In [1]:
# This Python 3 environment comes with many helpful analytics libraries installed
# It is defined by the kaggle/python Docker image: https://github.com/kaggle/docker-python
# For example, here's several helpful packages to load

import numpy as np # linear algebra
import pandas as pd # data processing, CSV file I/O (e.g. pd.read_csv)

# Input data files are available in the read-only "../input/" directory
# For example, running this (by clicking run or pressing Shift+Enter) will list all files under the input directory

# import os
# for dirname, _, filenames in os.walk('/kaggle/input'):
#     for filename in filenames:
#         print(os.path.join(dirname, filename))

# You can write up to 20GB to the current directory (/kaggle/working/) that gets preserved as output when you create a version using "Save & Run All" 
# You can also write temporary files to /kaggle/temp/, but they won't be saved outside of the current session

# Install Dependencies

In [2]:
!pip install peft \
    -U --no-index --find-links /kaggle/input/lmsys-wheel-files --quiet

# Library Imports

In [3]:
from dataclasses import dataclass
from peft import PeftModel
from transformers import AutoModelForCausalLM, AutoTokenizer

import polars as pl
import time
import torch

# Configurations

In [4]:
@dataclass
class Config:
    qwen_dir='/kaggle/input/qwen2.5/transformers/1.5b-instruct/1'
    max_length=2048
    device=torch.device('cuda')

cfg = Config()

# Load Data

In [5]:
def load_data(file_path):
    return pl.read_parquet(file_path).to_pandas()

# Preprocess Data

In [6]:
def preprocess_data(df):
    df.prompt = df.prompt.fillna('')
    df.response_a = df.response_a.fillna('')
    df.response_b = df.response_b.fillna('')
    return df

# Initialize Model and Tokenizer

In [7]:
tokenizer = AutoTokenizer.from_pretrained(cfg.qwen_dir)
model = AutoModelForCausalLM.from_pretrained(cfg.qwen_dir)
model.eval()

Qwen2ForCausalLM(
  (model): Qwen2Model(
    (embed_tokens): Embedding(151936, 1536)
    (layers): ModuleList(
      (0-27): 28 x Qwen2DecoderLayer(
        (self_attn): Qwen2SdpaAttention(
          (q_proj): Linear(in_features=1536, out_features=1536, bias=True)
          (k_proj): Linear(in_features=1536, out_features=256, bias=True)
          (v_proj): Linear(in_features=1536, out_features=256, bias=True)
          (o_proj): Linear(in_features=1536, out_features=1536, bias=False)
          (rotary_emb): Qwen2RotaryEmbedding()
        )
        (mlp): Qwen2MLP(
          (gate_proj): Linear(in_features=1536, out_features=8960, bias=False)
          (up_proj): Linear(in_features=1536, out_features=8960, bias=False)
          (down_proj): Linear(in_features=8960, out_features=1536, bias=False)
          (act_fn): SiLU()
        )
        (input_layernorm): Qwen2RMSNorm((1536,), eps=1e-06)
        (post_attention_layernorm): Qwen2RMSNorm((1536,), eps=1e-06)
      )
    )
    (norm): Qw

# Tokenise Data

In [8]:
instruction = """In the text provided for you below, PROMPT is the question presented; MODEL_A is the response from the first model; MODEL_B is the response from the second model.
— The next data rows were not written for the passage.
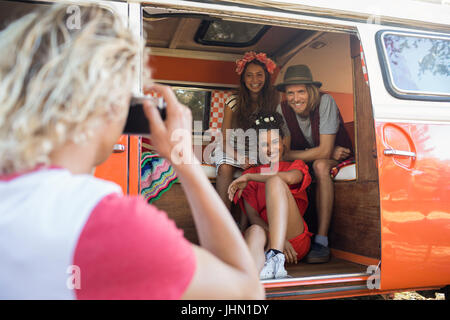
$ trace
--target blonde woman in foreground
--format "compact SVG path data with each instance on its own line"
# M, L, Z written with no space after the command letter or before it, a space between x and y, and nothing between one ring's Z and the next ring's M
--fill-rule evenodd
M145 105L151 138L172 161L201 246L118 185L91 175L122 133L139 42L120 19L81 8L68 30L56 5L0 33L0 299L264 298L225 205L192 155L190 110L170 88L167 119ZM79 282L69 283L79 271ZM74 272L76 274L76 272Z

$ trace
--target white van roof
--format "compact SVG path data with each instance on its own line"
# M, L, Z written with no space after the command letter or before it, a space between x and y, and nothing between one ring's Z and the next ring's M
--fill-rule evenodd
M183 6L192 2L208 4L237 5L252 8L273 8L289 12L302 12L329 16L330 18L350 19L358 22L400 24L430 28L439 26L439 29L450 31L450 0L131 0L142 4L161 5L172 4Z

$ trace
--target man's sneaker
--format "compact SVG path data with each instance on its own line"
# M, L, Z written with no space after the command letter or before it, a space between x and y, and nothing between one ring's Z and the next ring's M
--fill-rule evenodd
M305 257L306 263L325 263L330 261L330 248L320 243L311 243L311 250Z
M267 252L266 262L259 274L259 278L261 280L286 278L287 271L284 268L285 260L286 258L282 253L275 254L273 251Z

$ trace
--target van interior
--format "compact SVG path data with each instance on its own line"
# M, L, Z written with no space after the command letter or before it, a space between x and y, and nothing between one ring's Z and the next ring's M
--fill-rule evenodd
M265 52L276 62L275 83L282 80L289 65L310 67L314 79L323 83L322 91L331 94L339 106L353 142L356 165L352 177L335 181L329 234L332 260L315 265L300 261L288 265L288 273L292 279L333 278L363 274L368 265L377 265L381 260L381 240L375 131L356 33L297 29L271 25L269 21L252 24L157 12L154 8L143 10L147 45L152 50L153 78L186 90L211 90L203 114L198 110L194 113L206 124L204 129L220 128L223 97L235 91L239 82L235 60L245 52ZM195 141L200 143L198 139ZM208 140L203 139L202 144L207 143ZM214 184L215 172L210 172L209 176ZM305 214L312 232L317 230L314 189L313 183L309 210ZM174 184L154 203L168 212L189 240L198 242L189 206L179 185ZM237 219L236 211L233 214ZM269 284L273 282L267 281L267 286L272 287ZM276 297L276 286L268 294Z
M8 9L15 6L23 8L24 2L0 2L2 22L9 18ZM283 79L289 65L309 66L314 79L323 83L321 90L337 102L354 145L356 164L353 176L336 180L334 184L329 231L331 261L288 264L291 278L264 281L267 296L275 299L290 294L307 297L321 290L338 292L350 287L366 288L368 266L379 265L381 260L380 205L373 111L356 31L346 33L325 27L304 29L301 24L287 27L271 21L261 24L228 20L225 15L171 13L145 5L142 19L146 43L151 49L152 78L173 86L179 99L192 108L194 120L202 123L193 134L197 150L203 151L210 142L205 132L220 129L224 100L238 88L235 61L245 52L265 52L275 61L278 66L273 76L275 83ZM151 142L143 137L140 148L141 155L151 152ZM140 160L143 161L143 157ZM205 172L214 184L214 167L204 162ZM137 188L142 194L148 178L142 175L138 179ZM317 230L314 189L313 182L305 214L313 233ZM198 243L180 184L175 181L152 204L166 211L184 230L187 239ZM238 218L237 210L232 214Z

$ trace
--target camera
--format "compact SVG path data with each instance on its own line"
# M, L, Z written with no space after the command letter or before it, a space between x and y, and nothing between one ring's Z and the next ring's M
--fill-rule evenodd
M148 125L148 119L144 113L144 101L149 101L155 105L163 120L166 119L166 103L163 98L154 98L151 96L133 96L130 100L130 108L128 111L127 121L124 134L130 135L148 135L150 134L150 128Z

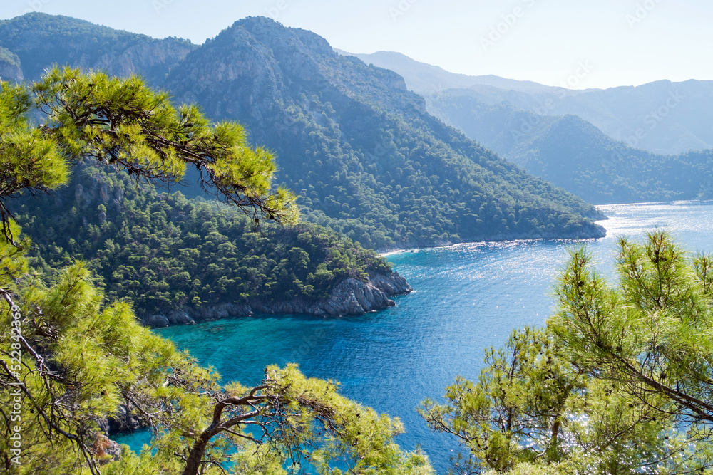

Please select the best answer from the two responses provided. If the first answer is better, return "model_a"; if the second answer is better, return "model_b"."""

def tokenize_data(df):
    tokenised_data = []
    ids = []

    for idx in range(len(df)):

        rec = df.iloc[idx,:]

        prompt = 'PROMPT: ' + rec['prompt']
        model_a = 'MODEL_A: ' + rec['response_a']
        model_b = 'MODEL_B: ' + rec['response_b']
        text = prompt + model_a + model_b

        messages = [
            {"role": "system", "content": instruction},
            {"role": "user", "content": text}
        ]

        text = tokenizer.apply_chat_template(
            messages,
            tokenize=False,
            add_generation_prompt=True
        )
    
        tokenised_datum = tokenizer(
            [text],
            return_tensors="pt",
            padding=True,
            truncation=True
        ).to(cfg.device)

        tokenised_data.append(tokenised_datum)
        ids.append(rec['id'])

    return tokenised_data, ids

# Method to Make Prediction

In [9]:
def inference(tokenised_datum):
    model.to(cfg.device)
    input_ids = tokenised_datum.input_ids

    generated_ids = model.generate(
        input_ids,
        max_new_tokens=5
    )

    generated_ids = [
        output_ids[len(input_ids):] for input_ids, output_ids in zip(input_ids, generated_ids)
    ]
    
    response = tokenizer.batch_decode(generated_ids, skip_special_tokens=True)[0]

    return response

# Train Model

In [10]:
import os
os.environ["PYTORCH_CUDA_ALLOC_CONF"] = "expandable_segments:True"

train = load_data('/kaggle/input/wsdm-cup-multilingual-chatbot-arena/train.parquet')
train = train.head(25000)
train = preprocess_data(train)
tokenised_data_train, ids = tokenize_data(train)
predictions_train = []

for tokenised_datum_train in tokenised_data_train:
    try:
        torch.cuda.empty_cache()  # Clears GPU memory
        response = inference(tokenised_datum_train)
        predictions_train.append(response)
    except Exception as e:
        print(f"An error occurred: {e}")
        predictions_train.append("model_a")

The attention mask is not set and cannot be inferred from input because pad token is same as eos token. As a consequence, you may observe unexpected behavior. Please pass your input's `attention_mask` to obtain reliable results.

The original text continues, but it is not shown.